Впервые он был свидетелем такого потрясающего зрелища — а уж он-то повидал всякого! И теперь, пока Ловкач, затаившись в тени дерева, с восхищением любовался, как росла перед входом в «Улыбку» груда тел, в его хитроумной голове закружились всякие мысли. Если быть точным, целых три! Во-первых, он понял, что напрасно ошивался здесь целый вечер — разговор с Калоем сегодня вряд ли состоится; во-вторых, он искренне сознался в ошибке — не плащ стоило подстелить на крыльце, а. ковер, да побольше; и в-третьих — это самое главное! — Ловкач теперь уяснил, что за зверь появился в Шадизаре.
Не волчонок — тигр!
* * *
Чем больше спишь, тем меньше возможностей сделать какую-нибудь глупость. Слава Подателю Жизни, сон у киммерийца был крепким и здоровым. Он проспал бы и больше, но его разбудили воробьи.

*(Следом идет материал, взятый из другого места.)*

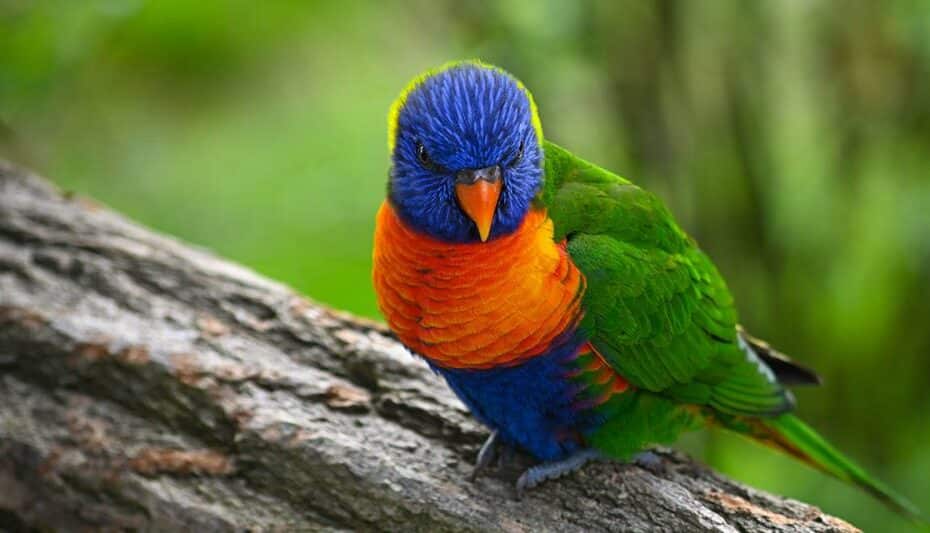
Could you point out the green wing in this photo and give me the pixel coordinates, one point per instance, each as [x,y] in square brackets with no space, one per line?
[655,306]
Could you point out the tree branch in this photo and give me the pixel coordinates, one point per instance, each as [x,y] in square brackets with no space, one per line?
[147,384]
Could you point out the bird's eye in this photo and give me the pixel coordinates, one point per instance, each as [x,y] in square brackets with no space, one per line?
[517,156]
[424,158]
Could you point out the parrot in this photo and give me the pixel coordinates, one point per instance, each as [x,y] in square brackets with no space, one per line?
[562,303]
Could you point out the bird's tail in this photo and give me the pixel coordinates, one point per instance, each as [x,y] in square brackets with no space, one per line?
[792,436]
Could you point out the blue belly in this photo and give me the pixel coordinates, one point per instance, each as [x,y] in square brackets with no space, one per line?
[530,403]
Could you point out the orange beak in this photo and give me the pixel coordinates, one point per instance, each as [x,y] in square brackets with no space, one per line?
[478,192]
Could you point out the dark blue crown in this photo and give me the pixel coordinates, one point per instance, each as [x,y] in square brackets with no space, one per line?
[464,116]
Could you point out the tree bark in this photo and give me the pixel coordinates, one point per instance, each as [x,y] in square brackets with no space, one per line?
[146,384]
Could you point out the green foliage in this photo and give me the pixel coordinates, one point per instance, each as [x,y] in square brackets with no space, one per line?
[790,138]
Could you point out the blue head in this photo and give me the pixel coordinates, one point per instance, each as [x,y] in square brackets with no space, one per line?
[466,153]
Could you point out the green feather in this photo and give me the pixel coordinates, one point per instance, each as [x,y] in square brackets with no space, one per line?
[660,314]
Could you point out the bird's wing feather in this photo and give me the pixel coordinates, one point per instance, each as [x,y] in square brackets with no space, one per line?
[655,306]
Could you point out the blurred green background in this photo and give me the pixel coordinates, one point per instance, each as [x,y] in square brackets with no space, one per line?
[791,138]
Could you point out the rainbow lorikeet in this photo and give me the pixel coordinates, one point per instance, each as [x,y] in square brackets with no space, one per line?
[561,302]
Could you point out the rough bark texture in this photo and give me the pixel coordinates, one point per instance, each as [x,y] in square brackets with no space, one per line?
[146,384]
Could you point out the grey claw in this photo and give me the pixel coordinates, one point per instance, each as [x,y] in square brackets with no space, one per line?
[545,471]
[485,455]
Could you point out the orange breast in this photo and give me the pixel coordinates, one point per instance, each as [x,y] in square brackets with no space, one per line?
[475,305]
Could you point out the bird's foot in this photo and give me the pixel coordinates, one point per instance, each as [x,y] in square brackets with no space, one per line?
[492,448]
[555,469]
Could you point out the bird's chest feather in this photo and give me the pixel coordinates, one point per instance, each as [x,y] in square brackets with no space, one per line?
[481,305]
[499,320]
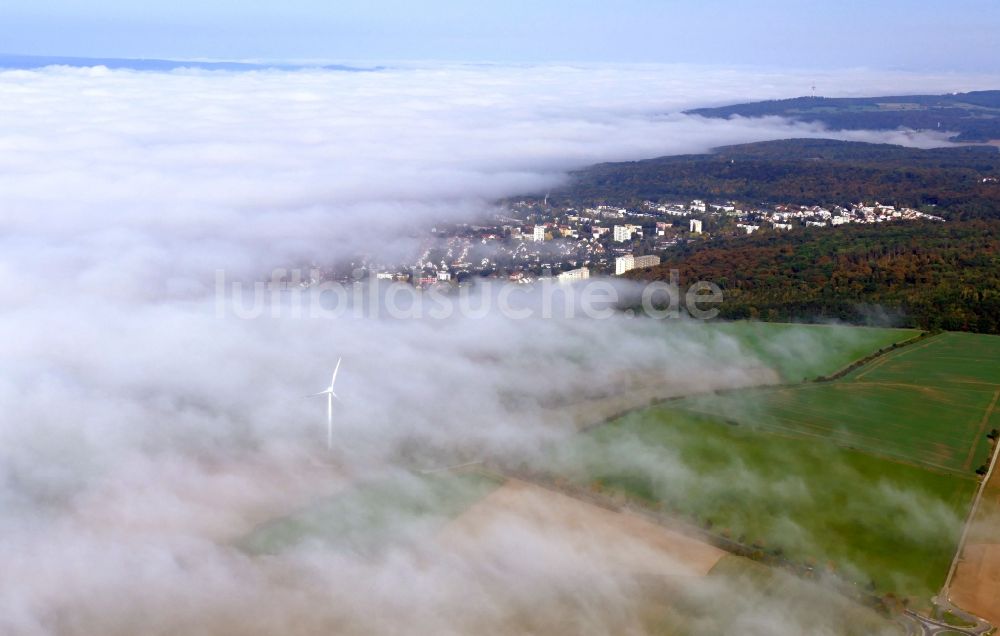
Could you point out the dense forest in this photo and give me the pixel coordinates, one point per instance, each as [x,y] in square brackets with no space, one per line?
[963,181]
[928,274]
[971,117]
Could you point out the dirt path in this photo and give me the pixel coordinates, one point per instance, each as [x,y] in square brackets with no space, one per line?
[616,542]
[976,583]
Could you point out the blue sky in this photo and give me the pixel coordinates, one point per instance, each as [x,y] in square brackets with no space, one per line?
[959,35]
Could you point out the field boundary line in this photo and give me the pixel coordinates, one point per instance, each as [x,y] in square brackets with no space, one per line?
[983,423]
[945,591]
[879,358]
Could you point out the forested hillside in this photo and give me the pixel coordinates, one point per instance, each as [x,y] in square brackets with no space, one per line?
[930,275]
[964,181]
[971,116]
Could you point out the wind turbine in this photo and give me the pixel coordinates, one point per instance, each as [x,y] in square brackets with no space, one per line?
[330,395]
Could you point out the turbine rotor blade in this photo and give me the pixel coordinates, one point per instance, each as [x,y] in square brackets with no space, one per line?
[333,380]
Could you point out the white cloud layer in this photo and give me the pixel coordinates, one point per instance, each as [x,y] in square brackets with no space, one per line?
[140,431]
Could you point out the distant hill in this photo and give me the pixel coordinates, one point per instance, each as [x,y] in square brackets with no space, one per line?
[804,171]
[41,61]
[972,117]
[925,274]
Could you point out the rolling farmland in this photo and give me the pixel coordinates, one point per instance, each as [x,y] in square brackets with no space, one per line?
[928,404]
[869,475]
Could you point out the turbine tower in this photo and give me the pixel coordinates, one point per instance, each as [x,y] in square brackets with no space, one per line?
[330,395]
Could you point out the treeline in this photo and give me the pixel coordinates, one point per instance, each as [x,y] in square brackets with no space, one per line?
[805,172]
[971,116]
[921,274]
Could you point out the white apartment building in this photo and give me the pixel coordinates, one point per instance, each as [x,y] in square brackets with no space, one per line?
[573,275]
[629,262]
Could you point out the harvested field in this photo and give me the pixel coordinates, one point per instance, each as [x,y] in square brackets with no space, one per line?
[620,543]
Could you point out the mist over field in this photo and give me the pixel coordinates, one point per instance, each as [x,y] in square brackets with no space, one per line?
[143,434]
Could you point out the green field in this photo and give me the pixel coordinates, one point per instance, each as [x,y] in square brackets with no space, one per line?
[741,596]
[869,519]
[799,351]
[928,403]
[869,475]
[373,514]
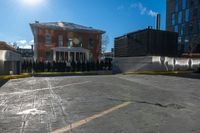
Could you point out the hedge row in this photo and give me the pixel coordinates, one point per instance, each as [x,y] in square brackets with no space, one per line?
[28,66]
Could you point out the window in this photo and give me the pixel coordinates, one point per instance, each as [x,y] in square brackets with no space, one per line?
[70,43]
[177,3]
[191,29]
[48,56]
[180,17]
[187,15]
[195,12]
[176,28]
[191,3]
[91,43]
[80,44]
[60,41]
[184,3]
[182,30]
[173,19]
[198,25]
[48,39]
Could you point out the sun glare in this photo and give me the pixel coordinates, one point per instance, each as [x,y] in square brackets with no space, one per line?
[32,2]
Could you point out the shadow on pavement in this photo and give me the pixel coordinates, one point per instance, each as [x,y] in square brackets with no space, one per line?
[191,75]
[2,82]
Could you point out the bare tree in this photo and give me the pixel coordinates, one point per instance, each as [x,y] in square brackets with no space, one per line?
[105,42]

Их чириканье было звонким и громким; казалось, они прыгают и дерутся прямо внутри его черепа. Конан спустил ноги на прохладный земляной пол и с трудом принялся вспоминать, что же произошло вчера вечером. События медленно всплывали у него в голове, но полной ясности эти картины еще не обрели. Видимо, вино, которым потчевали в таверне, оказалось слишком крепким для его ослабленного долгой дорогой тела, а может быть, и это скорее было похоже на истину, терпкого шадизарского напитка выпили слишком много.

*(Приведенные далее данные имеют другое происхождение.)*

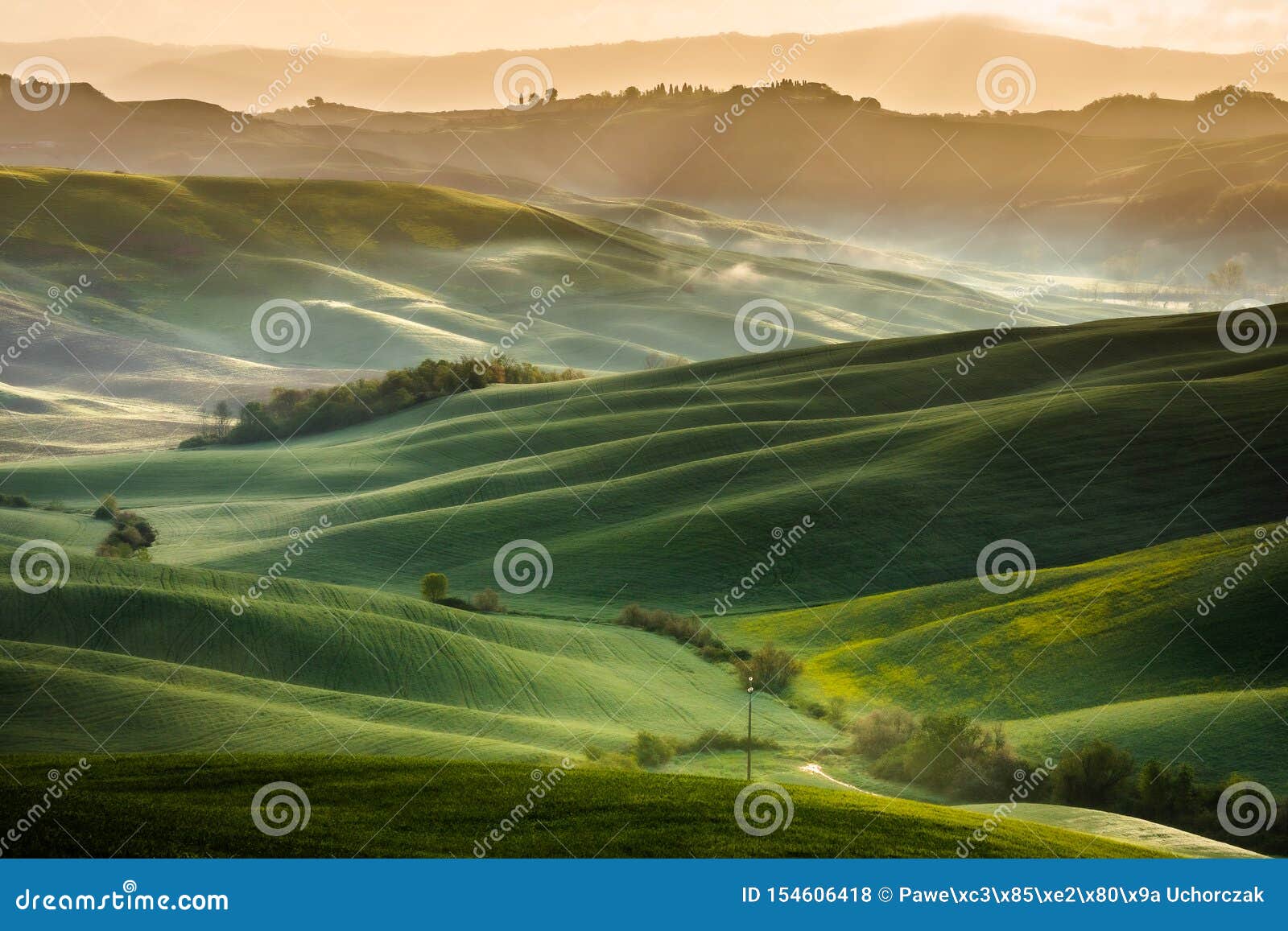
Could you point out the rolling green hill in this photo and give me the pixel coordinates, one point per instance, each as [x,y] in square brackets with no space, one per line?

— Кром, пирушка была что надо! — Киммериец с наслаждением потянулся, словно большой кот. Мысли начинали обретать четкость, тело требовало движения. После хорошего крепкого сна он почувствовал знакомый прилив сил и желание сжевать парочку поросячьих ножек либо такой же кусок баранины, который он проглотил вчера за ужином.
Окончание вчерашнего вечера — в отличие от его начала — прошло спокойно. Разгром, который он учинил в веселом доме «Улыбка Иштар», наделал большого шума. Выбросив пару заносчивых привратников и заодно всех попавшихся под руку посетителей, Конан, не на шутку разъярившись неласковой встречей, собирался в клочья разнести это заведение. Хозяин, пару мгновений назад надменно приказавший своим прислужникам выбросить нахала на улицу, сразу понял свою ошибку и униженно молил о пощаде. От окончательного краха заведение спасло присутствие напугавшихся до смерти и плачущих женщин, их стенания и слезы подействовали на варвара; к тому же в «Улыбке» появился его новый знакомый Ши Шелам, которому удалось уговорить Конана покинуть сей прелестный уголок и отправиться в более спокойное и чистое место.
Варвар превратил помещение, где происходило пиршество местных грабителей и купцов, в нечто похожее на городскую свалку: всюду валялись обломки мебели вперемешку с раздавленными фруктами и осколками того, что еще совсем недавно было фарфоровыми вазами, смятые серебряные кубки, стены пятнали потеки вина и того, что совсем недавно было изысканными кушаньями, — в общем, для приличной трапезы этот зал уже явно не годился. Это как раз и объяснял киммерийцу Ловкач в перерывах между тем, как очередной предмет, пущенный мощной рукой, разлетался вдребезги, ударившись о стену. Шеламу наконец удалось завладеть вниманием буйного юноши, и, немного успокоившись, тот согласился с новым приятелем. Таверна Абулетеса, хотя и не выглядела столь шикарно, как этот веселый дом до прихода Конана, но зато была куда более подходящей для того, чтобы спокойно поужинать. И действительно, там он наконец получил столько еды и вина, сколько желала его душа.
— Что, проснулся наконец бычий загривок? Я уж думал, до вечера продрыхнешь. — С этими словами, отодвинув занавеску, из-за которой брызнул сноп яркого солнечного света, в комнату вошел Ловкач, сопровождаемый невероятно ароматным и ни с чем не сравнимым запахом свежеиспеченных лепешек.